Communities have reaped the benefits of Ohio’s booming energy industry. But some local officials believe their schools are missing out on potential funds.
A portion of northwest Ohio’s landscape has drastically changed over the past few years with the addition of more than 300 wind turbines spinning in the breeze.
To some, these turbines mean more than just energy production. They’ve also created another source of revenue. Jeff Snyder is the superintendent of the Lincolnview Local School district in Van Wert County. He says his district has greatly benefited from the new wind energy development.
“For us, it’s been a -- to the tune of over $400,000 per year for 20 years.”
That’s money from one project, the Blue Creek Wind Farm a more than $600 million venture by Iberdrola Renewables which put 115 turbines in Van Wert.

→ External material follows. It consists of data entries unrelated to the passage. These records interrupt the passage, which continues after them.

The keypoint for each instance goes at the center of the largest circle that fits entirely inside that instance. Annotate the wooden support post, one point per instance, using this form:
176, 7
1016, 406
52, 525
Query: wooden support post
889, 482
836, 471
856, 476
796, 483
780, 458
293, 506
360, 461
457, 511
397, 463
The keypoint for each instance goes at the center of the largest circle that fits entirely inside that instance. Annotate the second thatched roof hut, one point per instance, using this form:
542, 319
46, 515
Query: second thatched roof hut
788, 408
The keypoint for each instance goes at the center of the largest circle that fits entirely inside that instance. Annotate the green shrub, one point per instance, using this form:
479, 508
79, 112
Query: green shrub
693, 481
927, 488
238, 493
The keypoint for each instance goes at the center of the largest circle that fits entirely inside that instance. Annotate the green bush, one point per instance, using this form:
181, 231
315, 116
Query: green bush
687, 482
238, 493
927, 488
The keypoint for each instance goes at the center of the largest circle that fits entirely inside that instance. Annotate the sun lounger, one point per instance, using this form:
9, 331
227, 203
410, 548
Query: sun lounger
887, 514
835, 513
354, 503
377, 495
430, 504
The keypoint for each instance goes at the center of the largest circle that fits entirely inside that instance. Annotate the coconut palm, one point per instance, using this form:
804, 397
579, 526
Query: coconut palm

Iberdrola has other big projects, but they had to be tabled because of new restrictions passed by state lawmakers. These restrictions, known as setbacks, dictate how far a wind turbine must be from a landowner’s property if that landowner did not agree to be part of the wind farm.
One potential wind farm planned to have 75 turbines, but the new setbacks would slash that to just 2. Another project drew up 50 turbines but now it could only get 7.
Snyder says that’s money going out the window for his district which was poised to make another $600,000 a year off the pending projects.
“And all of the sudden somebody down in Columbus makes a decision that that’s not good enough for us. Without even talking to myself and our constituents and our county. That’s frustrating to hear and observe and go through," said Snyder.
Synder says the money his district has received from the wind farm has increased access to computers and helped the district add more academic programs. Snyder says wind has become a valuable asset for the region and that his schools have added renewable energy as a component to students’ education.
He’s among local government officials from northwest Ohio who are calling on lawmakers to pass a new bill that would give county commissioners the power to draw their own setbacks.
But backers of the current law say these restrictions are meant to protect those who don’t want anything to do with energy projects. Republican Senator Bill Seitz of Cincinnati is a big proponent of strict setbacks. He says local officials who benefit from wind farm revenue – such as Snyder – should put themselves in the shoes of those landowners.
“It’s very easy for Mr. School Superintendent to say that, but he might feel differently if it was his property that was right next door to a wind farm with numerous four and 500 foot structures whirring in the breeze on a daily basis," said Seitz.
Seitz says Ohio’s setbacks should be uniform statewide and the current rules already align pretty closely to the norm in the U.S. In fact, he’d like to see the gap between non-participating landowners and wind projects widen even more.
“We need to remember, Ohio has 11 and a half million people. It is quite different than Kansas and Texas and Minnesota where there is not the same density of population and so respect for private property rights is more important when there are more people around than when there are less people around,” Seitz said.
The bill to hand the control to create setbacks to county commissioners is currently being heard by a House committee.